Phyllanthus bourdillonii
- Conservation status: Vulnerable (IUCN 2.3)

Scientific classification
- Kingdom: Plantae
- Clade: Embryophytes
- Clade: Tracheophytes
- Clade: Spermatophytes
- Clade: Angiosperms
- Clade: Eudicots
- Clade: Rosids
- Order: Malpighiales
- Family: Phyllanthaceae
- Genus: Phyllanthus
- Species: P. bourdillonii
- Binomial name: Phyllanthus bourdillonii (Gamble) Chakrab. & N.P.Balakr.
- Subspecies: Phyllanthus bourdillonii var. bhutanicus (D.G.Long) Chakrab. & N.P.Balakr.; Phyllanthus bourdillonii var. bourdillonii;
- Synonyms: Glochidion bourdillonii Gamble;

= Phyllanthus bourdillonii =

- Genus: Phyllanthus
- Species: bourdillonii
- Authority: (Gamble) Chakrab. & N.P.Balakr.
- Conservation status: VU

Species of flowering plant

Phyllanthus bourdillonii is a species of flowering plant in the family Phyllanthaceae.

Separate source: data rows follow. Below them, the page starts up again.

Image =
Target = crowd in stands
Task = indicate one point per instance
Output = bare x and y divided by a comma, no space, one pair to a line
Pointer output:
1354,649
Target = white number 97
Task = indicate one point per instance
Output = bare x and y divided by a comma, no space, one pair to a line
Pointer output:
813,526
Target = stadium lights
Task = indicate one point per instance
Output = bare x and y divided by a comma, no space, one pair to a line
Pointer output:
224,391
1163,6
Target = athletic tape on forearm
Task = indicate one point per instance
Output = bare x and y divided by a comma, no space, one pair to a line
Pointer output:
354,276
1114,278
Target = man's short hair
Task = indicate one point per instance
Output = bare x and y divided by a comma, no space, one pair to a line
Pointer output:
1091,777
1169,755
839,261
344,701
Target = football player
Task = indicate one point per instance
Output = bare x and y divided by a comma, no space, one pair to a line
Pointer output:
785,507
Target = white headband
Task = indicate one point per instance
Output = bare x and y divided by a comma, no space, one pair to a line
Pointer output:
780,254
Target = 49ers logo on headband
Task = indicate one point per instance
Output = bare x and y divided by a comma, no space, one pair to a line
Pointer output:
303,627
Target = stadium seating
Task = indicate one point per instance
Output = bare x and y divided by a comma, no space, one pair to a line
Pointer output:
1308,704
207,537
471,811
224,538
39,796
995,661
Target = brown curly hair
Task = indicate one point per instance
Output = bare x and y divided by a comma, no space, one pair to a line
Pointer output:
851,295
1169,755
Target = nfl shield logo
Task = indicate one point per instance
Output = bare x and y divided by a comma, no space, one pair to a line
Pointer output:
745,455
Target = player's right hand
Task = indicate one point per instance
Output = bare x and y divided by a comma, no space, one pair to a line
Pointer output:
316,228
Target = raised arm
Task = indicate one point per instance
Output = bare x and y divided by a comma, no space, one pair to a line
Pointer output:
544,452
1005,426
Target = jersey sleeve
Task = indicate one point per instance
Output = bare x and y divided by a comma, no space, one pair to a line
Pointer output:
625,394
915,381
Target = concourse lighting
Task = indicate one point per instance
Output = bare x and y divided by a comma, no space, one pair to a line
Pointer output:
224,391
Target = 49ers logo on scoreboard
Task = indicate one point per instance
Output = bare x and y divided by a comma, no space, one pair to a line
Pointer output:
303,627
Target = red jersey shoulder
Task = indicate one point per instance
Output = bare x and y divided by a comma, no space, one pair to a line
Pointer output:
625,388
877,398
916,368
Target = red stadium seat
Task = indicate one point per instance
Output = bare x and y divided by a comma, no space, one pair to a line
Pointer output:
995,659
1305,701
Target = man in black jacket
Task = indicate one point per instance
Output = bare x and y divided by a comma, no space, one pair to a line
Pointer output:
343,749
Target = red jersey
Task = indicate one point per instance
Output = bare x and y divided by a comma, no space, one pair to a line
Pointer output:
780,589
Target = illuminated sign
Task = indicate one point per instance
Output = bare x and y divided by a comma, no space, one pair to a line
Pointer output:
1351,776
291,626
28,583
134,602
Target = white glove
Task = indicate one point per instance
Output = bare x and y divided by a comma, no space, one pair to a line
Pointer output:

It is a tree native to Bhutan and to Kerala in southern India.

==Varieties==
Two varieties are accepted:
- Phyllanthus bourdillonii var. bhutanicus (D.G.Long) Chakrab. & N.P.Balakr. (synonyms Glochidion bhutanicum D.G.Long, G. bourdillonii var. bhutanicum (D.G.Long) Chakrab. & M.Gangop., and G. bourdillonii subsp. bhutanicum (D.G.Long) Chakrab. & N.P.Balakr.) – Bhutan
- Phyllanthus bourdillonii var. bourdillonii – Kerala

==Range and habitat==
In Kerala it grows in the southern Western Ghats, at forest margins at low and medium elevations. In Bhutan it grows between Samdrupjongkhar and Riserboo in southern Bhutan, in cool-climate broadleaf forest at 2,150 metres elevation.